Sept candidats, combien d’élus ? 
La presse alsacienne adresse un grand merci à Jafar Hilali. En publiant hier matin in extenso la liste des dossiers « plus ou moins sérieux » - c’est lui qui le dit - sur le site internet du Racing, le propriétaire du RCS lui a évité un lourd travail d’investigation, toujours fastidieux et pénible. Voici donc ci-dessous les sept projets identifiés par le Londonien dont une bonne moitié apparaît soit fantaisiste, soit incapable de porter une candidature sur ses seules épaules.
1.Claude Lewy et des investisseurs espagnols. Ce même Claude Lewy, qui gravite autour du RCS depuis des années, avait déjà approché l’ex-président Jean-Claude Plessis l’an passé en se présentant comme le porte-parole d’investisseurs luxembourgeois capables d’injecter 2 millions. Ni Plessis, ni personne d’autre n’a vu la couleur de l’argent.
2. Un membre du conseil de surveillance accompagné d’un industriel. Tous les Alsaciens du conseil de surveillance (Léonard Specht, Michel Wild, Jacky Kientz, Thierry Wendling et Jean-Luc Witzel) démentent être à l’origine de cette supposée démarche. Restent les cinq autres membres, tous issus de la phalange londonienne. Peu crédible. Sinon, pourquoi le fameux industriel ne serait-il pas déjà entré dans le capital ?
3.Le trio Gousset-Cobos-de Bontin. Identifié au complet dans « L’Alsace » du 28 mai, il travaille toujours, mais n’est pas arrivé au bout de sa réflexion (voir ci-dessus).

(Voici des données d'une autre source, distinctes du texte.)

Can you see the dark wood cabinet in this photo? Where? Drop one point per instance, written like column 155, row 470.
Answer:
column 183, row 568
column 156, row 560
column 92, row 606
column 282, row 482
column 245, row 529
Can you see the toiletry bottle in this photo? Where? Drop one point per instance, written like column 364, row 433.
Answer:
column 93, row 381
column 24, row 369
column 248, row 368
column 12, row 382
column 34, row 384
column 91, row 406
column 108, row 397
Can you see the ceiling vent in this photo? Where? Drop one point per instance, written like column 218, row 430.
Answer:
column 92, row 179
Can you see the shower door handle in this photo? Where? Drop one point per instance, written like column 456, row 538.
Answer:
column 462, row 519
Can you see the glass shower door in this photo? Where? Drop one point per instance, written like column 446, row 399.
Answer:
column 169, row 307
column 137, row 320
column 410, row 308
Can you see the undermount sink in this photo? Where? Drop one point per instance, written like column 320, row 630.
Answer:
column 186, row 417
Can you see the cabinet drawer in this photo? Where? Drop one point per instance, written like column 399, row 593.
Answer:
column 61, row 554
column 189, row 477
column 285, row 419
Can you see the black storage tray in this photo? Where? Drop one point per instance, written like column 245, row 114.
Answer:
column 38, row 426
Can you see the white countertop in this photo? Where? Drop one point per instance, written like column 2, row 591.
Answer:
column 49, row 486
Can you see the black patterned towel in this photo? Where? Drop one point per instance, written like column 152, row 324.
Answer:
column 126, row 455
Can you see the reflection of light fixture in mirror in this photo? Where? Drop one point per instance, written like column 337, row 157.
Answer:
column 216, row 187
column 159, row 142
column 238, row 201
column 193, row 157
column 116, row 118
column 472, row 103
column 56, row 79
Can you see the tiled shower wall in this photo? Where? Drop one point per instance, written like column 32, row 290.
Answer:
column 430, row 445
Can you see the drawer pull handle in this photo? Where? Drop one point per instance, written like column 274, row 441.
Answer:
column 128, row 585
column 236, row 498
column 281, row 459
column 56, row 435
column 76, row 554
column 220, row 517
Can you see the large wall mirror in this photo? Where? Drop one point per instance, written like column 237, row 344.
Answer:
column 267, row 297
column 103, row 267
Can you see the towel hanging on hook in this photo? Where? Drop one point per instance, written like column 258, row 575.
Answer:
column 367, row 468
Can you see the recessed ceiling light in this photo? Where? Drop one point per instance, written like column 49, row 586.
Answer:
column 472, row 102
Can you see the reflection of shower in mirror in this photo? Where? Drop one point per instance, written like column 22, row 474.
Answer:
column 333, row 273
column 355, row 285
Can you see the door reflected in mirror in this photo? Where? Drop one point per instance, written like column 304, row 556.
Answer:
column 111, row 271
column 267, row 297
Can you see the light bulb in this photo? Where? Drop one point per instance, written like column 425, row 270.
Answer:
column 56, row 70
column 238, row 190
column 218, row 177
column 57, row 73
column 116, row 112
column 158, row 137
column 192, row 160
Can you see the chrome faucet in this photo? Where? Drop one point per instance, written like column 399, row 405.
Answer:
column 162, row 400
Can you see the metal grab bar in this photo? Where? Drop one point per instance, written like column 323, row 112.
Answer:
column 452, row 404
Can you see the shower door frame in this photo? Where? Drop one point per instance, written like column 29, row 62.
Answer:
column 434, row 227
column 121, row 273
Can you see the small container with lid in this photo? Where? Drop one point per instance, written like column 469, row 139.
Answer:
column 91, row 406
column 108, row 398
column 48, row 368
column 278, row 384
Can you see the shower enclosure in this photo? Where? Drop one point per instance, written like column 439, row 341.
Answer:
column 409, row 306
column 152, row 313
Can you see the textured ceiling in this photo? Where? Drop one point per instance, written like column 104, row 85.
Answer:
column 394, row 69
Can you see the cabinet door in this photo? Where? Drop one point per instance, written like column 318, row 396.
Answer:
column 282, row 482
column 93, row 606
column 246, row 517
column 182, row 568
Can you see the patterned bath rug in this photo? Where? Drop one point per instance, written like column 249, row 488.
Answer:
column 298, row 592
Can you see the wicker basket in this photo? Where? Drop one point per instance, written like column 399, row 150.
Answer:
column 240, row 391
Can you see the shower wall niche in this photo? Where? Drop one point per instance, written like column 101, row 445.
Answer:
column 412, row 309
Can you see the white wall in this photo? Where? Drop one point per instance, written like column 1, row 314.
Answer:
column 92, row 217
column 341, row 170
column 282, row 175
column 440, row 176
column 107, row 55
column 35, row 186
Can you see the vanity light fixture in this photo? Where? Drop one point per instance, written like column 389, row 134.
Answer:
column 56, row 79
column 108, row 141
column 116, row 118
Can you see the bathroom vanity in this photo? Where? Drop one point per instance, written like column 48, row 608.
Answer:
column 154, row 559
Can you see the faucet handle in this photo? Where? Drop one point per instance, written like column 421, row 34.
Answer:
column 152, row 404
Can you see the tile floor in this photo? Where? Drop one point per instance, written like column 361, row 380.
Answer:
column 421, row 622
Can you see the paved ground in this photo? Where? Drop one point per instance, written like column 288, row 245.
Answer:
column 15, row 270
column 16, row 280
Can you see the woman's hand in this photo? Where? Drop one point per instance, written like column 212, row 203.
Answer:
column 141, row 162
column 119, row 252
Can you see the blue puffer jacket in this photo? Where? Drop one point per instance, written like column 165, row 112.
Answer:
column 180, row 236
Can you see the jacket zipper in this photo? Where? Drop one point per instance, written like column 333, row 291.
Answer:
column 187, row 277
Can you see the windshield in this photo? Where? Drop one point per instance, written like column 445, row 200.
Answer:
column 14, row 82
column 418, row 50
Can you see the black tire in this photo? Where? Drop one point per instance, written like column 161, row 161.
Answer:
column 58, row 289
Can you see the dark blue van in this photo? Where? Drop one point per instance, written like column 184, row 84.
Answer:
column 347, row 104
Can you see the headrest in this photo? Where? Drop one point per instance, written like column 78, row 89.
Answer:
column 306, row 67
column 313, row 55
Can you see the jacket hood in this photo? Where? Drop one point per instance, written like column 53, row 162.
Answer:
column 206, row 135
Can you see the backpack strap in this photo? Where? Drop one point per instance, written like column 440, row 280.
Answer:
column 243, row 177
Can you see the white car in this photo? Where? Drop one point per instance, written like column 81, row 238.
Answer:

4.Jonathan Helbling et son projet via Facebook. Ce fan du Racing a lancé fin avril un groupe sur Facebook visant à créer un club de socios, lever des fonds parmi les supporters et accompagner un projet de reprise. Hilali l’identifie comme un projet indépendant. Mais pour sympathique qu’elle soit, l’initiative de J. Helbling a pour le moment brassé plus de vent que d’argent.
5.Un Croate avec un investisseur important. Le Croate en question s’appelle Andrej Bjegovic et il représenterait un investisseur alsacien. Rien d’autre n’a filtré.
6.Le trio Jean-Claude Calisesi - Francis Queudot - un investisseur alsacien. J.-C. Calisesi confiait lui-même dans ces colonnes mardi que ses associés et lui étaient intéressés, mais que le chemin menant à une offre était encore très long. « Non seulement le prix de base (10 millions d’euros) est insurmontable, mais Hilali ne veut assumer aucune garantie de passif. En restant intransigeant, il est en train de faire peur à tout le monde. Au prix demandé, il ne trouvera personne. » Les trois hommes ne bougeront pas avant le verdict de la DNCG.
7. Le Chinois Fosun. J. Hilali avoue lui-même que l’éventuelle venue du groupe chinois est en discussion. A prendre avec des pincettes et les précautions d’usage.
(1) Il a tenu en haleine toute l’Alsace durant la semaine précédant le dernier match contre Bayonne avec sa menace de jouer à huis clos et sa promesse – non tenue – d’une arrivée grandiloquente en hélicoptère à la Meinau. Il a récidivé la semaine suivante en proposant sur la place publique une prime de 200 000 euros aux Rouennais s’ils battaient Guingamp lors de la 42 e et dernière journée de National et propulsaient ainsi le Racing en Ligue 2. Une initiative qui, cette fois, a provoqué un tollé dans la France entière, notamment de la FFF et de l’Union Nationale des Footballeurs Professionnels.
(2) Direction nationale du contrôle de gestion de la Ligue de Football Professionnel.